In questo senso pare essere finalmente arrivato un momento di svolta sulla questione attraverso  la introduzione di una nuova misura che potrebbe, contemplando e bilanciando diversi punti di vista (tra cui la tutela dell’integrità fisica e la legittima difesa), creare una soluzione alle problematiche sopracitate: infatti , dopo anni di infiniti interrogativi sull’adeguatezza, costituzionalità e fattibilità di tale misura è stata approvata la sperimentazione degli strumenti di dissuasione e autodifesa all’Oleoresin Capsicum (OC), ovvero lo spray al peperoncino. Questi strumenti saranno utilizzati nei servizi di controllo del territorio, e sono stati inseriti nella cornice normativa dell’ordinamento tramite un Decreto del Capo della Polizia del 31 gennaio scorso.

 

La sperimentazione è già partita

 

A partire da quest’anno infatti carabinieri e poliziotti saranno muniti di uno spray al peperoncino che nebulizza il suddetto principio attivo a base di sostanza irritante: tale strumento sarà inizialmente assegnato in via sperimentale ai poliziotti della Polfer Stazione e Volanti di Milano, oltre che ai carabinieri dei reparti operativi di Roma e Napoli.
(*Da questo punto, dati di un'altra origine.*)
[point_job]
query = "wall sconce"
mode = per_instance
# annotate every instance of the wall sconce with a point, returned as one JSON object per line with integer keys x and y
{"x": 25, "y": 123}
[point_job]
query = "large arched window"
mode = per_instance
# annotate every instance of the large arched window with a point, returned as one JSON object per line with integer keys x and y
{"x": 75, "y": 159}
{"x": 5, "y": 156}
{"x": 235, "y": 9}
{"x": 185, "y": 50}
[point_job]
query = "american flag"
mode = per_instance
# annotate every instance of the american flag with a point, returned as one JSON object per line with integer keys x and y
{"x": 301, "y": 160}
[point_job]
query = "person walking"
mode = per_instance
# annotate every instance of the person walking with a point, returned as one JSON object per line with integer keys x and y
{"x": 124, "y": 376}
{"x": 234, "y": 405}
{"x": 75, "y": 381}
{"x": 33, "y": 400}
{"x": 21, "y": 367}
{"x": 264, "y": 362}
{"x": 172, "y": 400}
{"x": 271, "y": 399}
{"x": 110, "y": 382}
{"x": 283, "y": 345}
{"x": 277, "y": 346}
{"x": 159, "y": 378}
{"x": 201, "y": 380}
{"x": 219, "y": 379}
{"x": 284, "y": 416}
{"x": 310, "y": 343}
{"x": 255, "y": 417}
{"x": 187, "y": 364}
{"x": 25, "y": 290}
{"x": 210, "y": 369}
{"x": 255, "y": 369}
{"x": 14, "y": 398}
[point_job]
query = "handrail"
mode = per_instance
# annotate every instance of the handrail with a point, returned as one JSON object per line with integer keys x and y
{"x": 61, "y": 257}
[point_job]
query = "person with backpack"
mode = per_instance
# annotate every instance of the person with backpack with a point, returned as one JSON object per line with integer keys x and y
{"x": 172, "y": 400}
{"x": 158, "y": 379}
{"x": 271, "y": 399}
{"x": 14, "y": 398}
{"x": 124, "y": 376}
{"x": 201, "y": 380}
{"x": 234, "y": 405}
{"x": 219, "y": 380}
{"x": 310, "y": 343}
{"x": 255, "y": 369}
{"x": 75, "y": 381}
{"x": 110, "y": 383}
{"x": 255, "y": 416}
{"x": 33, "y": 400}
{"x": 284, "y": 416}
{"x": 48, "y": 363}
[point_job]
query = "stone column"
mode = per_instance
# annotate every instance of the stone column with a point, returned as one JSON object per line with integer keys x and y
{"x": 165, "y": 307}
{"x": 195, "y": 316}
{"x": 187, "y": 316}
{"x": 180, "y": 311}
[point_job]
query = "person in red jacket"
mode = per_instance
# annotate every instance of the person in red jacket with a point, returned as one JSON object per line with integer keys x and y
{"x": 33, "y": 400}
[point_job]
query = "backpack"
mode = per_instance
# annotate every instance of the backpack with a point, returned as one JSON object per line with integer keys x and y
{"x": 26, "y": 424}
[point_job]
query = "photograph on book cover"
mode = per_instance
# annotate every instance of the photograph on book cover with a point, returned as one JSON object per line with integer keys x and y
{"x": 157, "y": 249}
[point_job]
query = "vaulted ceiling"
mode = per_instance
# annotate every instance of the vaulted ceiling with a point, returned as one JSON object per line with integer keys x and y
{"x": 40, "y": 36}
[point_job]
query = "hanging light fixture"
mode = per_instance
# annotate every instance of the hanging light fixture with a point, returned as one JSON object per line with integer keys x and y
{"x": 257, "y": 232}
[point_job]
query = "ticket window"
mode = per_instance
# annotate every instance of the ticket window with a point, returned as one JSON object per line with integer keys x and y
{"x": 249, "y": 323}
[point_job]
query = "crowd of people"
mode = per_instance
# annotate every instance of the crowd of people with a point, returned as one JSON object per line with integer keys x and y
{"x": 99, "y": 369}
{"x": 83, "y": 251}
Sono esclusi per il momento i reparti mobili, ma qualora la sperimentazione dovesse risultare positiva, la dotazione potrà essere estesa a tutti i reparti.
Grossi dubbi avevano attraversato la materia: resisteva una incertezza sulla pericolosità insita nella sostanza, con diverse commissioni di lavoro che si erano succedute per elaborare pareri sull’utilizzo dello spray per le forze dell’ordine a scopo dissuasivo: lo spray che verrà usato nella sperimentazione contiene un modesto contenuto di principio attivo (il “capsicum” è infatti disciolto in una soluzione che non supera il 10%) ed è stato assicurato dagli esperti che non ha impatti duraturi sulla salute della persona colpita.

 

Un mezzo di dissuasione già utilizzato in Europa

 

Va detto che a livello europeo lo spray viene già utilizzato in molti paesi: in questa direzione sono significative le parole di Franco Maccari, Segretario Generale del Coisp (ovvero il sindacato indipendente di polizia), il quale spiega: “Oggi, così come avvenuto in passato, ci aspettiamo che l’armamento dei colleghi venga immediatamente adeguato e modernizzato o, altrimenti, ci venga spiegato pubblicamente perché l’utilizzo dello spray antiaggressione sia consentito alle Forze di Polizia europee, cui permette di ridurre in maniera drastica la necessità di giungere al contatto fisico per vincere una resistenza o evitare il concretizzarsi di una violenza, garantendo così un alto grado di incolumità fisica dei poliziotti, e non sia invece fino ad ora consentito a coloro che prestano servizio in Italia”. Ora la sperimentazione parte, con l’auspicio che il rimedio possa avere un effetto deterrente, minimizzando al massimo le conseguenze fisiche, derivanti dagli scontri, che fino ad oggi si erano cagionate sia sui membri delle forze dell’ordine che sui criminali.